Files
saw_mill_knot_detection/RTDETR_README.md
2025-12-23 18:24:40 -07:00

4.4 KiB

RT-DETR Training for OAK-D Camera Deployment

RT-DETR (Real-Time Detection Transformer) is Apache 2.0 licensed - free for commercial use. It's designed for real-time detection and works great on edge devices like the OAK-D 4 Pro.

Why RT-DETR?

  • Apache 2.0 license - truly free for commercial use
  • Excellent OAK camera compatibility - exports cleanly to OpenVINO
  • Real-time performance - 30-60 FPS on OAK-D 4 Pro
  • Modern transformer architecture - competitive accuracy with YOLO
  • Easy deployment - direct export to OpenVINO format

Quick Start

1. Annotate Images

Use the Tkinter annotation GUI:

.venv/bin/python tk_annotation_gui.py --images-dir IMAGE/
  • Load your images from Settings
  • Annotate knots manually or use auto-labeling
  • Aim for 100+ annotated images for good results

2. Train Model

Train from the command line:

.venv/bin/python train_model.py \
   --framework rtdetr \
   --dataset dataset_prepared \
   --output runs/rtdetr_training \
   --model-size small \
   --epochs 100

3. Test Model

.venv/bin/python predict_rtdetr.py \
    --weights runs/rtdetr_training/training/weights/best.pt \
    --image test_image.jpg

4. Export for OAK-D

Export to OpenVINO format:

.venv/bin/python export_rtdetr_oak.py \
    --weights runs/rtdetr_training/training/weights/best.pt \
    --img-size 640

This creates:

  • best_openvino_model/ - OpenVINO IR format (.xml + .bin files)
  • best.onnx - ONNX format (intermediate)
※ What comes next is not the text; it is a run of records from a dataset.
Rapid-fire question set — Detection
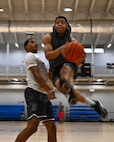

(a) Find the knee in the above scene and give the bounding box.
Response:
[52,122,56,132]
[48,123,56,137]
[27,125,38,135]
[45,121,56,132]
[50,121,56,129]
[60,65,74,78]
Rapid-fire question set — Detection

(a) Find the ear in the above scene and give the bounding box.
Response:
[66,24,68,29]
[24,45,28,51]
[53,25,55,31]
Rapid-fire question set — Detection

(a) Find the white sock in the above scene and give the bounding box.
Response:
[85,98,95,106]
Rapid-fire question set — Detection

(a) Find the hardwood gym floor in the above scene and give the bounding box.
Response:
[0,121,114,142]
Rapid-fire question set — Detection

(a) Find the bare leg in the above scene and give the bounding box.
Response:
[54,64,107,119]
[15,117,39,142]
[44,121,57,142]
[54,65,86,103]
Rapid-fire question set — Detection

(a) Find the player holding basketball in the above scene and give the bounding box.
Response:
[43,16,107,119]
[15,38,57,142]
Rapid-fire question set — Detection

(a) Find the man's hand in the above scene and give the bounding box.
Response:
[47,90,56,100]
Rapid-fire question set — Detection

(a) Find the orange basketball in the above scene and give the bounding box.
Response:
[62,41,86,63]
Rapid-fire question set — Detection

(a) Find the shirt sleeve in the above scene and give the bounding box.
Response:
[25,52,37,69]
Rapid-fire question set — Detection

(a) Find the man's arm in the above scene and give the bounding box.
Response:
[42,34,64,60]
[29,65,56,99]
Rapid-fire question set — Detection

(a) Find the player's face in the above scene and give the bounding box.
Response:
[26,39,38,53]
[54,18,68,35]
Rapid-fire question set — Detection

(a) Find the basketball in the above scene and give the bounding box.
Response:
[62,41,86,63]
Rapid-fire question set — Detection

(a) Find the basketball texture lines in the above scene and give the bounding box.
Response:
[62,41,86,63]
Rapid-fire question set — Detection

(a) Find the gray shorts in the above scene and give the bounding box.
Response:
[24,87,55,122]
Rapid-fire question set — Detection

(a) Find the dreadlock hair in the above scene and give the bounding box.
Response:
[53,16,72,42]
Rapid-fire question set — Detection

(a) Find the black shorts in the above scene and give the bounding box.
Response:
[52,62,78,86]
[24,87,55,122]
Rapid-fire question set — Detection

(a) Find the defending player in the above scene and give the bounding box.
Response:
[15,38,57,142]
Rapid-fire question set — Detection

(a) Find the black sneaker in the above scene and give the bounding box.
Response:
[92,100,108,119]
[61,80,78,105]
[68,87,78,105]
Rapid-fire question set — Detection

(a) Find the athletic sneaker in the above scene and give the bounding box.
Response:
[61,80,78,105]
[92,100,108,119]
[68,88,78,105]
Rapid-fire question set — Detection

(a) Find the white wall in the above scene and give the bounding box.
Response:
[0,44,114,66]
[0,90,25,104]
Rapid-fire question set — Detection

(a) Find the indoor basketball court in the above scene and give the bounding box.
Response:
[0,0,114,142]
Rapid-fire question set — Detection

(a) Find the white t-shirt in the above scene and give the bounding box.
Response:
[24,52,53,94]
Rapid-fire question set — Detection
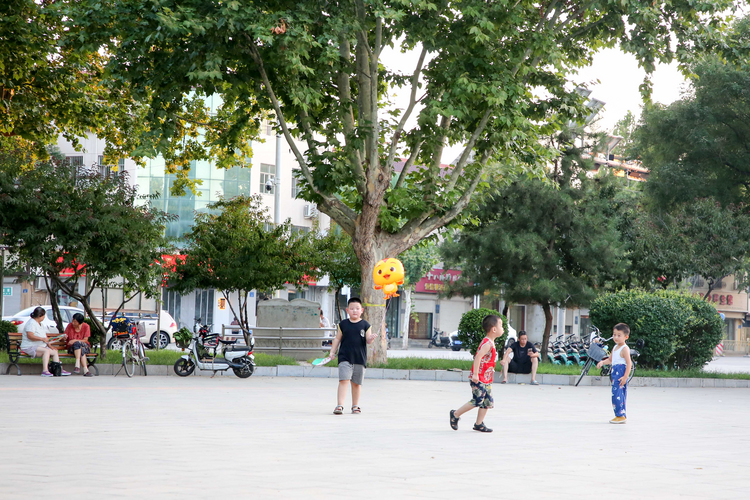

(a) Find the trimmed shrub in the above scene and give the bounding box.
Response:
[457,308,508,356]
[589,290,688,368]
[655,290,724,369]
[0,320,18,351]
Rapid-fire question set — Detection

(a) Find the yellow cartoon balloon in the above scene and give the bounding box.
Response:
[373,258,405,299]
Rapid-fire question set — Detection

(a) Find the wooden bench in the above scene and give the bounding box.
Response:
[4,331,99,376]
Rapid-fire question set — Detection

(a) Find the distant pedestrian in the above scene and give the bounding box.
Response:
[328,297,378,415]
[449,315,503,432]
[597,323,632,424]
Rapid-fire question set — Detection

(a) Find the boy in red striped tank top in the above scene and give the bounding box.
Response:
[449,315,503,433]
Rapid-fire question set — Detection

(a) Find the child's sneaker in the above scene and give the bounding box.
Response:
[41,371,53,377]
[610,417,627,424]
[60,369,71,376]
[74,367,81,374]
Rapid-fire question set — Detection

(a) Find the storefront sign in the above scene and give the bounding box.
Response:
[415,269,462,293]
[692,292,735,306]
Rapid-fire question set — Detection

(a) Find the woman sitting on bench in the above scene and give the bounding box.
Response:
[20,307,71,377]
[65,313,93,377]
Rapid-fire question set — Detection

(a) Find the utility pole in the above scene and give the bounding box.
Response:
[274,126,282,225]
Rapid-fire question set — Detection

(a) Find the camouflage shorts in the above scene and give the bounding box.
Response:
[469,380,494,409]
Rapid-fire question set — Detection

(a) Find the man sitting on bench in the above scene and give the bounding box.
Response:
[499,330,539,385]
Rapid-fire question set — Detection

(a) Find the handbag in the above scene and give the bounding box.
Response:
[48,361,63,377]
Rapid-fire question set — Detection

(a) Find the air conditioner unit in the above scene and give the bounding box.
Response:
[36,277,47,290]
[303,204,318,218]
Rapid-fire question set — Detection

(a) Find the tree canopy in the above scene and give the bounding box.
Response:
[633,17,750,209]
[0,150,173,348]
[441,133,626,359]
[171,195,319,341]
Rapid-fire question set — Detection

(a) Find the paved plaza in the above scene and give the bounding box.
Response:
[1,375,748,499]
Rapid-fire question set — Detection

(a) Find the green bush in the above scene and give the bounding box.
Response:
[654,290,724,369]
[589,290,687,368]
[457,308,508,356]
[0,320,18,351]
[589,289,721,369]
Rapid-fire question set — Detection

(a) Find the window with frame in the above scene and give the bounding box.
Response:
[291,171,301,198]
[260,163,275,194]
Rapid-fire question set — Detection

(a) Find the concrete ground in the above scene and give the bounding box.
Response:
[1,377,748,499]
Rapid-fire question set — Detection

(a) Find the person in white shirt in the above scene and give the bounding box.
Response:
[20,307,71,377]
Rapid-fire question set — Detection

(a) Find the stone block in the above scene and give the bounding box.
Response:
[303,366,335,378]
[713,379,727,388]
[678,378,701,388]
[254,366,277,377]
[462,371,472,382]
[515,374,532,385]
[701,378,716,388]
[724,379,738,388]
[574,375,591,386]
[409,370,436,381]
[506,373,517,384]
[147,365,169,376]
[660,378,679,388]
[734,379,749,388]
[591,377,610,386]
[364,368,384,379]
[382,369,409,380]
[542,374,568,386]
[436,370,463,382]
[277,365,305,377]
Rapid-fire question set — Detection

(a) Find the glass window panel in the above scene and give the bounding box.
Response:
[106,288,124,309]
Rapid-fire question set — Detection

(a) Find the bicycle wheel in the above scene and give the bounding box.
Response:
[123,342,136,377]
[627,361,636,384]
[575,358,593,386]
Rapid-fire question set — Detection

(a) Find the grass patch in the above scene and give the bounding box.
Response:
[365,357,750,380]
[0,350,297,367]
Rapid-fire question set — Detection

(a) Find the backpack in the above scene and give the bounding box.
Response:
[48,361,62,377]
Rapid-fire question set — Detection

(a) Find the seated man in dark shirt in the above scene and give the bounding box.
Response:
[499,331,539,385]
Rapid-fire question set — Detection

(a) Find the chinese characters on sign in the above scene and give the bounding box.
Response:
[693,292,734,306]
[415,269,463,294]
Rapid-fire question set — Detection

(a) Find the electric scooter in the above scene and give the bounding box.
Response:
[173,320,256,378]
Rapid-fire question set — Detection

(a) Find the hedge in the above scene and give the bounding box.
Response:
[0,320,18,351]
[655,290,724,369]
[457,308,508,356]
[589,289,723,369]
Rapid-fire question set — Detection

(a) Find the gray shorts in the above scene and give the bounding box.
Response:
[338,361,365,385]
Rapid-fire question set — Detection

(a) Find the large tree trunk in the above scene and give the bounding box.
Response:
[352,234,389,366]
[401,287,412,349]
[541,302,553,363]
5. Convert to Blob for OAK

Option A: Online converter (easiest)

  1. Go to https://blobconverter.luxonis.com/
  2. Upload best_openvino_model/model.xml
  3. Select "OAK-D 4 Pro"
  4. Download .blob file

Option B: Command line

pip install blobconverter
blobconverter --openvino-xml best_openvino_model/model.xml \
              --shaves 6

6. Deploy to OAK-D Camera

Example DepthAI script:

import depthai as dai
import cv2

# Create pipeline
pipeline = dai.Pipeline()

# Camera
cam = pipeline.createColorCamera()
cam.setPreviewSize(640, 640)
cam.setInterleaved(False)

# Neural network
nn = pipeline.createNeuralNetwork()
nn.setBlobPath("best.blob")
cam.preview.link(nn.input)

# Output
xout = pipeline.createXLinkOut()
xout.setStreamName("detections")
nn.out.link(xout.input)

# Run
with dai.Device(pipeline) as device:
    queue = device.getOutputQueue("detections")
    
    while True:
        detections = queue.get()
        # Process detections...

Model Comparison

Model Size Speed (OAK-D) Accuracy License
RT-DETR r18 ~15MB 30-40 FPS Good Apache 2.0
RT-DETR r34 ~30MB 20-30 FPS Better Apache 2.0
YOLOv11n ~6MB 50-60 FPS Good AGPL
YOLOv6n ~10MB 40-50 FPS Good MIT
RF-DETR nano ~15MB 10-20 FPS* Good Check repo

*May have compatibility issues with OpenVINO

Training Tips

  1. Dataset size:

    • Minimum: 50 images
    • Good: 200+ images
    • Excellent: 1000+ images
  2. Data diversity:

    • Different wood types
    • Various lighting conditions
    • Multiple knot sizes/types
    • Different angles
  3. Training settings:

    • Start with rtdetr-r18 for fastest iteration
    • Use batch-size=8 if you have 8GB+ GPU
    • Train for 100-200 epochs
    • Use early stopping (patience=20)
  4. Data augmentation (automatic):

    • Flips, rotations
    • Color adjustments
    • Crops and scales

Troubleshooting

Training is slow:

  • Reduce batch size
  • Use smaller model (r18)
  • Check GPU usage with nvidia-smi

Low accuracy:

  • Add more training data
  • Train longer (more epochs)
  • Use larger model (r34 or r50)
  • Check your annotations for errors

OAK deployment fails:

  • Ensure OpenVINO export succeeded
  • Check blob size (<200MB for OAK-D)
  • Verify input size matches training (640x640)
  • Try FP16 instead of FP32 to reduce size

Resources

License

RT-DETR is Apache 2.0 licensed - you can use it for:

  • Personal projects
  • Commercial products
  • Internal business tools
  • Proprietary software

No restrictions, no paid licenses required!